Editorial: PUC shouldn’t blot out rooftop solar

A screen shot of a central Fresno neighborhood showing Google’s estimate of solar potential for a marked rooftop. The major utilities are asking the state PUC for changes that could dramatically reduce the appeal of rooftop solar panels.
A screen shot of a central Fresno neighborhood showing Google’s estimate of solar potential for a marked rooftop. The major utilities are asking the state PUC for changes that could dramatically reduce the appeal of rooftop solar panels. THE FRESNO BEE

Did you know a 3-gigawatt electricity facility has been built in California? That’s five times more than Shasta Dam’s turbines produce and 100 times more than the powerhouses at Friant Dam.

Where is this incredible facility? All over our state, actually. It’s “homemade electricity” from solar panels atop tens of thousands of California homes.

Californians who want to either save the planet or save money have built tiny power plants atop their homes.

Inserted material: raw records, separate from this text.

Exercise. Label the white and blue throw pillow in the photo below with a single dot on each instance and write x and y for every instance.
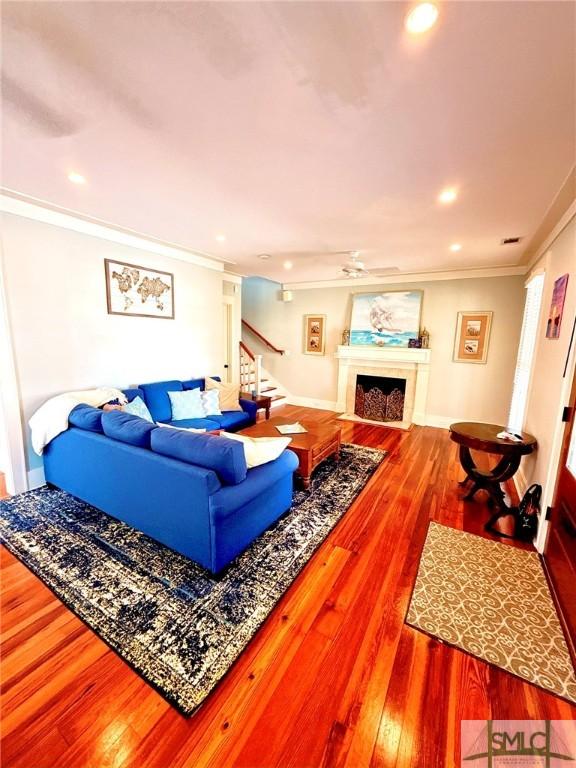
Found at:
(186, 404)
(211, 402)
(138, 408)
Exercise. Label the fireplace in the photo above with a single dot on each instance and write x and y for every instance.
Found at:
(409, 365)
(379, 398)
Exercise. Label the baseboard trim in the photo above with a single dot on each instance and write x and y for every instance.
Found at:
(443, 422)
(36, 478)
(310, 402)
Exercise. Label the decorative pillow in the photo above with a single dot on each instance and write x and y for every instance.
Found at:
(229, 394)
(186, 404)
(260, 450)
(182, 429)
(138, 408)
(211, 402)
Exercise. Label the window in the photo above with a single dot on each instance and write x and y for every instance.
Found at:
(525, 353)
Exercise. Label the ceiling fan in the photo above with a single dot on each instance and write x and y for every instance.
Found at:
(355, 268)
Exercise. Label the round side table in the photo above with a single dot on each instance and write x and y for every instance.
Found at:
(483, 437)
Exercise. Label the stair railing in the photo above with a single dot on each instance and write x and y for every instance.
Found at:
(263, 339)
(250, 370)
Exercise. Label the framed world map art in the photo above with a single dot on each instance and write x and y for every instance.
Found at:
(138, 291)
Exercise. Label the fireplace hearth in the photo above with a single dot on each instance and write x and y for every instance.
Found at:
(379, 398)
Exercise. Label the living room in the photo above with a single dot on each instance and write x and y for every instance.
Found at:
(367, 191)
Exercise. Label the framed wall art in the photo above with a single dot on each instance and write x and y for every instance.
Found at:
(314, 334)
(556, 308)
(391, 318)
(138, 291)
(472, 337)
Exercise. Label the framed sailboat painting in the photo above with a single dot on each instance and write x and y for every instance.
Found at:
(388, 319)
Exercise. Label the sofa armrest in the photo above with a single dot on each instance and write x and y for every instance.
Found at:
(249, 407)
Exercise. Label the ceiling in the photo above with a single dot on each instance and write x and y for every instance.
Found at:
(297, 129)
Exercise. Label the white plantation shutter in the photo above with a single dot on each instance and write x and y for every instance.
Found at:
(526, 353)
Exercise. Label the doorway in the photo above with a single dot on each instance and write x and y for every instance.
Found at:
(560, 552)
(12, 461)
(227, 309)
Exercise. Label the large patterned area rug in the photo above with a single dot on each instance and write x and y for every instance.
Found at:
(493, 601)
(178, 627)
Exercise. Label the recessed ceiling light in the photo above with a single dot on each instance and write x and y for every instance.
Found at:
(448, 195)
(421, 18)
(76, 178)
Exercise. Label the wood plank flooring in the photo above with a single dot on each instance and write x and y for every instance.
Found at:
(334, 678)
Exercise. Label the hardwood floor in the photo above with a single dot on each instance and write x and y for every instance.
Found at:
(334, 678)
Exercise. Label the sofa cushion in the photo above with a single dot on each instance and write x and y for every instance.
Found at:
(211, 403)
(193, 384)
(86, 417)
(137, 407)
(233, 420)
(186, 404)
(127, 428)
(133, 392)
(261, 450)
(157, 400)
(224, 457)
(207, 424)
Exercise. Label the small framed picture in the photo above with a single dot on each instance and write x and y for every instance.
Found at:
(472, 337)
(314, 334)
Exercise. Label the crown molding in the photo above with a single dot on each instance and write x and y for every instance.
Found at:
(27, 207)
(554, 220)
(558, 229)
(412, 277)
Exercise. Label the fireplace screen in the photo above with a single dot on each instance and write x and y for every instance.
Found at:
(380, 398)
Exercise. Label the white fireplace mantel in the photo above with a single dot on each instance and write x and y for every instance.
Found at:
(397, 362)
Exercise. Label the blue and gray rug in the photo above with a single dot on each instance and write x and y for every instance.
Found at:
(179, 628)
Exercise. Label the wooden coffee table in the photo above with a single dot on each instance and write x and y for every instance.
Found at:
(311, 447)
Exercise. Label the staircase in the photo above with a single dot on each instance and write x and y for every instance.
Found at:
(253, 377)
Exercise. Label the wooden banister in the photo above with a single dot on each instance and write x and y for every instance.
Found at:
(263, 339)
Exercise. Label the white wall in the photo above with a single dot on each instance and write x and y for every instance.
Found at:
(456, 390)
(63, 336)
(549, 389)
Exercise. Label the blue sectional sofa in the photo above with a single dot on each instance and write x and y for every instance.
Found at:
(191, 492)
(155, 395)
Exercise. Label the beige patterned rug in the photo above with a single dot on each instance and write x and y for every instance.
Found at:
(493, 601)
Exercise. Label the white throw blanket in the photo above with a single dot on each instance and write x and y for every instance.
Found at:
(52, 418)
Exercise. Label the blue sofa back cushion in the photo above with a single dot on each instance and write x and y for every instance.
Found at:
(157, 400)
(127, 428)
(133, 393)
(86, 417)
(208, 451)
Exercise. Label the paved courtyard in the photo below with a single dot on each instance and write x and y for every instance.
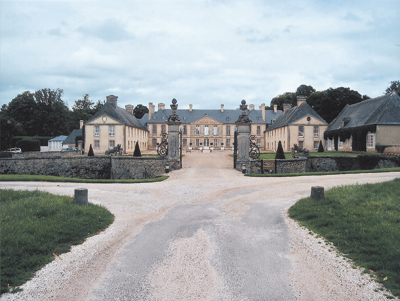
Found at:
(206, 233)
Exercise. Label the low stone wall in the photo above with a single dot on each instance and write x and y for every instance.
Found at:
(85, 167)
(291, 165)
(137, 168)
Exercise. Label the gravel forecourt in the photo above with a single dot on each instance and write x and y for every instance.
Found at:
(206, 233)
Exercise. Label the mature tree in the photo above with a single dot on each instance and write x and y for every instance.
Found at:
(22, 110)
(305, 90)
(139, 111)
(329, 103)
(287, 97)
(83, 109)
(394, 86)
(42, 113)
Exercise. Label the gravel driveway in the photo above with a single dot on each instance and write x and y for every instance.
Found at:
(206, 233)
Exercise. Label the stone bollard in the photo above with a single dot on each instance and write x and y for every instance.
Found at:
(317, 193)
(81, 196)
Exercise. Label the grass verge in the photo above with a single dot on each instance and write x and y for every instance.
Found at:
(39, 178)
(36, 225)
(363, 222)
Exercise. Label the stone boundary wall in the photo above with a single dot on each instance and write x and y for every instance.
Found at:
(328, 163)
(46, 154)
(290, 165)
(137, 168)
(85, 167)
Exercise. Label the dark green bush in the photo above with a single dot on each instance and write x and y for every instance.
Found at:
(279, 152)
(28, 144)
(90, 153)
(320, 147)
(137, 152)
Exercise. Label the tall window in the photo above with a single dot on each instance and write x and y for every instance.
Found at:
(111, 130)
(228, 131)
(370, 140)
(96, 131)
(216, 130)
(316, 131)
(301, 131)
(111, 144)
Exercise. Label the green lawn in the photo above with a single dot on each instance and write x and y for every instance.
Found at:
(363, 222)
(36, 225)
(39, 178)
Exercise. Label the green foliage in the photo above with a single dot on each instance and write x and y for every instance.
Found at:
(37, 224)
(137, 152)
(279, 152)
(90, 153)
(394, 87)
(28, 144)
(329, 103)
(363, 223)
(139, 111)
(320, 147)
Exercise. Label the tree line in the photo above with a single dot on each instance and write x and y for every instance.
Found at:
(45, 113)
(328, 103)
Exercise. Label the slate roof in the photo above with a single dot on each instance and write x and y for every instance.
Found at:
(121, 115)
(376, 111)
(71, 138)
(293, 115)
(59, 138)
(225, 117)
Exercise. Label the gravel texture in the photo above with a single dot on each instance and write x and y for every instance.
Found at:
(206, 233)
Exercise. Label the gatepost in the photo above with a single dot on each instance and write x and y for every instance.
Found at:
(173, 137)
(243, 125)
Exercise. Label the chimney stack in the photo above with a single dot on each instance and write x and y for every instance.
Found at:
(262, 108)
(129, 108)
(286, 107)
(112, 99)
(301, 99)
(151, 109)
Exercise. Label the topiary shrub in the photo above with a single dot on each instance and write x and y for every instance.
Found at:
(320, 147)
(137, 153)
(90, 153)
(28, 145)
(279, 152)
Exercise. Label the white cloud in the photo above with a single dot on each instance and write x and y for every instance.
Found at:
(200, 52)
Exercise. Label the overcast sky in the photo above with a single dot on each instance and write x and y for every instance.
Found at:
(205, 53)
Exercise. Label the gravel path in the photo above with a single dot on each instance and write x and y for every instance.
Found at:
(206, 233)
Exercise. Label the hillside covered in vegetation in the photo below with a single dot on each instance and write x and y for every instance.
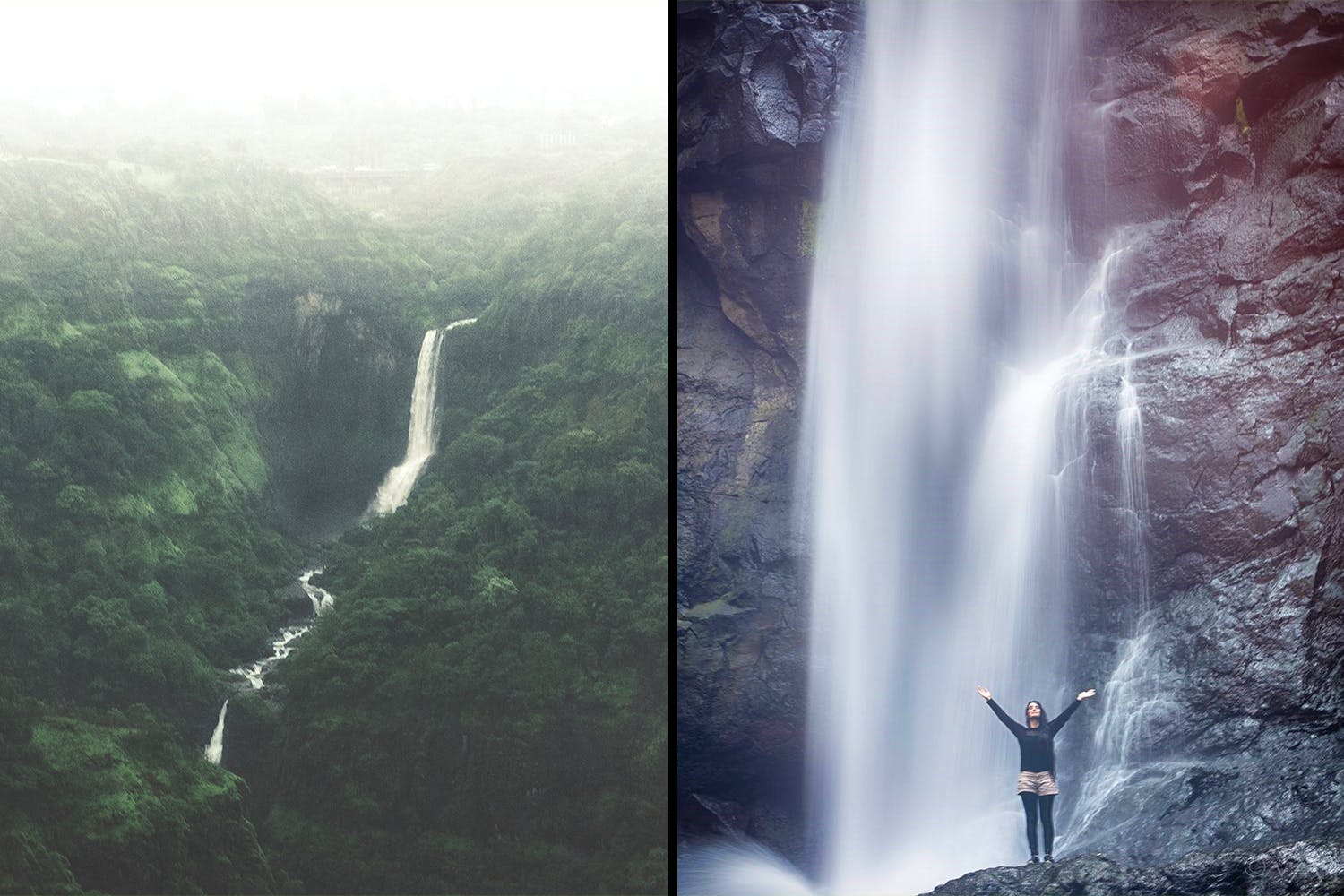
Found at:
(204, 370)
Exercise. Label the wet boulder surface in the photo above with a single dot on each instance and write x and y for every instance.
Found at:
(1206, 151)
(1316, 866)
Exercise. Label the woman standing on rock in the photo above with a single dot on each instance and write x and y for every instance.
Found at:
(1037, 780)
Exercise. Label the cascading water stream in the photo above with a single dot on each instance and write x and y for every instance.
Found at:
(422, 435)
(280, 648)
(952, 343)
(215, 750)
(1132, 697)
(397, 487)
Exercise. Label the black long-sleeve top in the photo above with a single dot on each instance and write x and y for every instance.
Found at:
(1038, 745)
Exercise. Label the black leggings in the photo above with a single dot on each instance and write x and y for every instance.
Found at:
(1047, 820)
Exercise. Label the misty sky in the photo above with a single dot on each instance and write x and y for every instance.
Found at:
(551, 54)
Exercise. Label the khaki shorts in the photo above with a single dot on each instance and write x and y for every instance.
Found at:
(1037, 782)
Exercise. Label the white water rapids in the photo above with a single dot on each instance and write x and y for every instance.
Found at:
(280, 648)
(392, 495)
(953, 340)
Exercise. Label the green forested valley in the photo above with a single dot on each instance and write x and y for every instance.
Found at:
(206, 368)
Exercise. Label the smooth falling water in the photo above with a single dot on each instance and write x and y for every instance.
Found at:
(422, 435)
(948, 341)
(952, 339)
(215, 750)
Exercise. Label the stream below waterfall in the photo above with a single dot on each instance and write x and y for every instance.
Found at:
(421, 444)
(280, 648)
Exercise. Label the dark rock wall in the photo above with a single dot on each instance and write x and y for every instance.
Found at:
(340, 406)
(757, 90)
(1207, 144)
(1231, 280)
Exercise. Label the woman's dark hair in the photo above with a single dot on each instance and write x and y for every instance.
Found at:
(1045, 719)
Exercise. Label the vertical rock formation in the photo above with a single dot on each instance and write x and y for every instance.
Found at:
(757, 93)
(1212, 144)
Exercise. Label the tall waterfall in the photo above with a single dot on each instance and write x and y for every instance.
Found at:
(948, 347)
(422, 437)
(215, 751)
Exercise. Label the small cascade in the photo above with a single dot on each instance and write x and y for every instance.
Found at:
(422, 435)
(1129, 427)
(284, 642)
(322, 598)
(1133, 699)
(215, 751)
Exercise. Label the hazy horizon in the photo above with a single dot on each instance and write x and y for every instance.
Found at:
(236, 56)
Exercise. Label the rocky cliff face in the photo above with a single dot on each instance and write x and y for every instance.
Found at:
(757, 91)
(339, 416)
(1207, 145)
(1292, 868)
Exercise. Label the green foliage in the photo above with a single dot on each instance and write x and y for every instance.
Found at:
(486, 707)
(484, 711)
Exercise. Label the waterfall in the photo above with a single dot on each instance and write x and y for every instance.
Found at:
(952, 343)
(949, 339)
(215, 751)
(422, 437)
(1132, 699)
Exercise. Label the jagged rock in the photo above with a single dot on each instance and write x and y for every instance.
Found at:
(1230, 295)
(757, 93)
(1308, 866)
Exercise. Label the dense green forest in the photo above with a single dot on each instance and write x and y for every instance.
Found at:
(204, 365)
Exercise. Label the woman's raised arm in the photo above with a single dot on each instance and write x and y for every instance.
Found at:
(1003, 716)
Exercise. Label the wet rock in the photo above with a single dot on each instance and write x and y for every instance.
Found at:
(757, 93)
(1306, 866)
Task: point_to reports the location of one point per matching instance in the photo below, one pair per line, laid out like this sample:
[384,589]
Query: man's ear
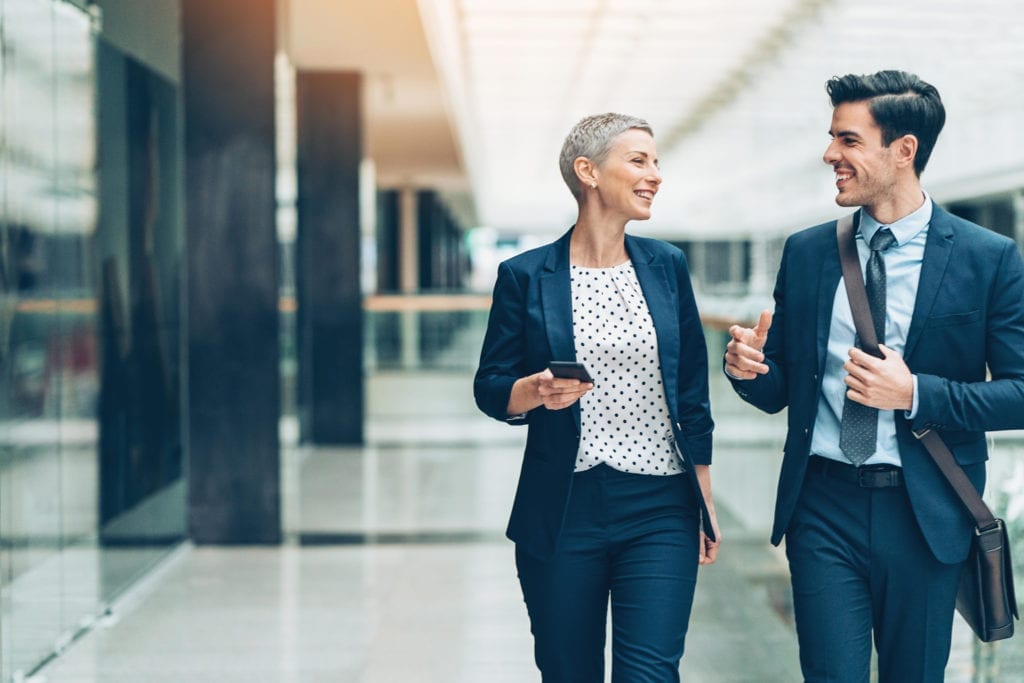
[586,170]
[906,150]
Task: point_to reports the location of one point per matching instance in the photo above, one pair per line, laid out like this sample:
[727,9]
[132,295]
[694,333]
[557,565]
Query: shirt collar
[904,229]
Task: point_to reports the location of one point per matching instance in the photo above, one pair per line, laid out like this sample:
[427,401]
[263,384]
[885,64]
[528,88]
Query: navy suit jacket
[968,318]
[530,324]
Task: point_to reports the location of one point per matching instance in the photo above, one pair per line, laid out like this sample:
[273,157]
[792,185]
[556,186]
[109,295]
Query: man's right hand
[743,359]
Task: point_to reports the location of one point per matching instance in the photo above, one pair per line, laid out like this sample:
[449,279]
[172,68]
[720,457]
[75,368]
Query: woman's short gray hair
[592,137]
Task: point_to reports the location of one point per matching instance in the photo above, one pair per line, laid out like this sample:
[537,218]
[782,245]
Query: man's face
[865,170]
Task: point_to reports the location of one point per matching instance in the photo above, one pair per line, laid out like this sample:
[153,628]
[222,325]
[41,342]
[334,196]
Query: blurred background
[246,256]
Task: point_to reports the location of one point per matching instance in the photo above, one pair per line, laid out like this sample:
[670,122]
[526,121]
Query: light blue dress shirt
[902,273]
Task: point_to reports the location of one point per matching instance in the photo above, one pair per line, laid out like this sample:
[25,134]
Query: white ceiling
[476,95]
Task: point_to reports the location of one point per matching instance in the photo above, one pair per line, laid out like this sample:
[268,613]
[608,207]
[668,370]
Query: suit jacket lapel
[828,279]
[556,304]
[938,247]
[664,307]
[556,300]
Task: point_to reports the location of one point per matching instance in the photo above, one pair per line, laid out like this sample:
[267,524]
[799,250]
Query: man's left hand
[882,383]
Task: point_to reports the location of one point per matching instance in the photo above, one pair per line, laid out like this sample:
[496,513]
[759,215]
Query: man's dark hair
[901,104]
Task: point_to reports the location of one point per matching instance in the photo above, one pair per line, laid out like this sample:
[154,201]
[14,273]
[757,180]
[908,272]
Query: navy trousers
[860,565]
[631,537]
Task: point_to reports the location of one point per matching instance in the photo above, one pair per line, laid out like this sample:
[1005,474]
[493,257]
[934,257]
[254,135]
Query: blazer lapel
[556,300]
[828,279]
[663,303]
[937,250]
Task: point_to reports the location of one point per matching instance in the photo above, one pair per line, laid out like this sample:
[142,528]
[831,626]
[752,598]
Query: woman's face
[629,178]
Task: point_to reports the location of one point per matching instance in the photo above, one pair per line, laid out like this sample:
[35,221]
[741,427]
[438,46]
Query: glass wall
[90,455]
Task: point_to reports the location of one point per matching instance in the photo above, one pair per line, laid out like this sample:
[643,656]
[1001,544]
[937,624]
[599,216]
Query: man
[876,537]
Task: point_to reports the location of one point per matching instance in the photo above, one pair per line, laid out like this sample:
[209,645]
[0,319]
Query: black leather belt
[865,476]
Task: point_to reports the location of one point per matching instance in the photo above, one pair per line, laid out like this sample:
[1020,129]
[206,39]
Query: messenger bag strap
[936,447]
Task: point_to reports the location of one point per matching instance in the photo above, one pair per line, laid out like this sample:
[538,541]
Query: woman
[614,492]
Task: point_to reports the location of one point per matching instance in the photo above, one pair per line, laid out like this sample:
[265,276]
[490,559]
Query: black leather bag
[986,598]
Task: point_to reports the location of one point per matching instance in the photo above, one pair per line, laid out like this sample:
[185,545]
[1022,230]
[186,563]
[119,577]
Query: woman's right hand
[545,389]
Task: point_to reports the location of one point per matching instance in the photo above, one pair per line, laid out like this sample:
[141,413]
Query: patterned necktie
[859,428]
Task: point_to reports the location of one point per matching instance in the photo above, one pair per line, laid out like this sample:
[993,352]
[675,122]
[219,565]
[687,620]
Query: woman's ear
[586,171]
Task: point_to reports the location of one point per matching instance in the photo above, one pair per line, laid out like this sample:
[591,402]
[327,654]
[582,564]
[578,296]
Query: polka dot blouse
[625,420]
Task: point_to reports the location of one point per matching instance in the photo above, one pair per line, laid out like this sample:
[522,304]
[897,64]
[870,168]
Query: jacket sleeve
[998,402]
[502,354]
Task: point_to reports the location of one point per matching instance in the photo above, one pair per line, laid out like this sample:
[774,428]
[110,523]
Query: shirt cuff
[733,377]
[912,413]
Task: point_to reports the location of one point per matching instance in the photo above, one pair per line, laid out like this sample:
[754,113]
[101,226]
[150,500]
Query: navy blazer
[530,324]
[968,318]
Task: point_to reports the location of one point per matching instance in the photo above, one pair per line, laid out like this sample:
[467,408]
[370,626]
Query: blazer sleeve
[503,351]
[998,402]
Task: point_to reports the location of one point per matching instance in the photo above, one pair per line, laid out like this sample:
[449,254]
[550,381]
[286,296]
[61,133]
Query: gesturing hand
[743,358]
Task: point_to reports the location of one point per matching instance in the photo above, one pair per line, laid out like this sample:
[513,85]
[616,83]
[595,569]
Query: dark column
[330,312]
[387,241]
[231,244]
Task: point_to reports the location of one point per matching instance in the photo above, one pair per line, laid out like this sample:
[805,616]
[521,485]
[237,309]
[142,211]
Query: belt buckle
[872,478]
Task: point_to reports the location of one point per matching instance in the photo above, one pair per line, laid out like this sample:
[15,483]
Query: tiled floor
[396,569]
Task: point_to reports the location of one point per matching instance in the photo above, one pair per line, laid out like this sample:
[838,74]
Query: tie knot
[883,240]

They usually use their own power, meaning when it gets hot there will be more for the rest of us. Last summer, solar generation hit 6.4 gigawatts; of that, an estimated 3.2 gigawatts came from rooftops. Despite the warmest summer on record, there were no rolling brownouts.

Taxpayers provided early incentives, but they’re nearly phased out now. So why then do big power companies so dislike rooftop solar?

The California Public Utilities Commission is conducting hearings on the relationship between rooftop generators and the utilities. Major investor-owned power companies – PG&E, Southern California Edison, San Diego Gas & Electric and others – want to dramatically tilt the rules in their favor.

First, they will ask for additional charges – monthly use fees, standby fees, application fees, a higher fee to connect to the grid, etc. More importantly, they will ask for changes in the “net energy metering” structure, which would dramatically reduce what they pay for excess rooftop power while leaving intact what they charge for power sold the other direction.

If implemented, these changes would increase the average electricity bill for those with rooftop arrays from $65 per month to $135.

“If you change the economics of going solar, you’ll kill the entire industry,” said Bernadette del Chiaro of the California Solar Energy Industries Association.

Arizona implemented similar changes last year, she noted, and new installations of solar panels dropped 95 percent from nearly 1,000 a month to single digits. After Turlock Irrigation District implemented similar changes this year, a north Valley company that installed roughly 50 farm and rooftop projects since 2008 (generating 10 megawatts) now has no new business.

Gov. Jerry Brown had solar incentives written into his clean-energy bill, SB 350, last summer. But none went to rooftop solar; it all went to companies installing huge projects. Worse, there was nothing to protect the interests of homeowners with rooftop arrays from changes sought by the big power companies and their unions.

The rooftop solar industry wants today’s rules left in place for another five years, providing incentives for more homeowners and large-scale residential builders to install rooftop solar systems.

If, instead, the PUC caves in to the demands of PG&E and the others – as it so often does – it will turn out the lights on California’s rooftop solar industry. More than 130,000 people have signed petitions asking the PUC not to do that; we’re asking the same.